Zero-Shot Cross-Domain Code Search without Fine-Tuning
Keyu Liang, Zhongxin Liu, Chao Liu, Zhiyuan Wan, David Lo, Xiaohu Yang
TL;DR
CodeBridge tackles zero-shot cross-domain code search without fine-tuning by decomposing query-code matching into query-code, query-comment, and code-code schemas. It leverages zero-shot generation from large language models to produce queries and comments, embeds all entities, and fuses three similarity signals with a sampling-based strategy, yielding significant improvements over state-of-the-art PLM-based methods and competitive results with fine-tuning baselines.
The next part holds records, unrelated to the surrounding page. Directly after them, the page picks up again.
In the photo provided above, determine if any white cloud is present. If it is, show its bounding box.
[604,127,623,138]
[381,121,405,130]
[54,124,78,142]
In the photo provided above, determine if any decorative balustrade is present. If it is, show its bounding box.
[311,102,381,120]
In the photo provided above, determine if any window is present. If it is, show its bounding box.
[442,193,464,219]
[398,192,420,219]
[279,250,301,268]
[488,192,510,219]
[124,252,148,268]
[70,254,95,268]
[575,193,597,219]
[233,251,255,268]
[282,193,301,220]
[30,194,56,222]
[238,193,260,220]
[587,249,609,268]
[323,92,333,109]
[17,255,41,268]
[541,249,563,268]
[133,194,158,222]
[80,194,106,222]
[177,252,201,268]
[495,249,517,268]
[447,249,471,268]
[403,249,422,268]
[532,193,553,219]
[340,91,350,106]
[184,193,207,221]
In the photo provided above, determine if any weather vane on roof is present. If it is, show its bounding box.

Empirical results across SQL, Solidity, and CoSQA demonstrate high complementarity among the three schemas, with CodeBridge outperforming baselines by approximately 21–25% in MRR and showing robustness to weights, retrieval models, and LLM choices. The approach offers a practical, tuning-free pathway for cross-domain code search, with favorable efficiency and broad applicability across domains lacking domain-specific labeled data.
Abstract
Code search aims to retrieve semantically relevant code snippets for natural language queries. While pre-trained language models (PLMs) have shown remarkable performance in this task, they struggle in cross-domain scenarios, often requiring costly fine-tuning or facing performance drops in zero-shot settings. RAPID, which generates synthetic data for model fine-tuning, is currently the only effective method for zero-shot cross-domain code search. Despite its effectiveness, RAPID demands substantial computational resources for fine-tuning and needs to maintain specialized models for each domain, underscoring the need for a zero-shot, fine-tuning-free approach for cross-domain code search. The key to tackling zero-shot cross-domain code search lies in bridging the gaps among domains. In this work, we propose to break the query-code matching process of code search into two simpler tasks: query-comment matching and code-code matching. Our empirical study reveals the strong complementarity among the three matching schemas in zero-shot cross-domain settings, i.e., query-code, query-comment, and code-code matching. Based on the findings, we propose CodeBridge, a zero-shot, fine-tuning-free approach for cross-domain code search. Specifically, CodeBridge uses Large Language Models (LLMs) to generate comments and pseudo-code, then combines query-code, query-comment, and code-code matching via PLM-based similarity scoring and sampling-based fusion. Experimental results show that our approach outperforms the state-of-the-art PLM-based code search approaches, i.e., CoCoSoDa and UniXcoder, by an average of 21.4% and 24.9% in MRR, respectively, across three datasets. Our approach also yields results that are better than or comparable to those of the zero-shot cross-domain code search approach RAPID, which requires costly fine-tuning.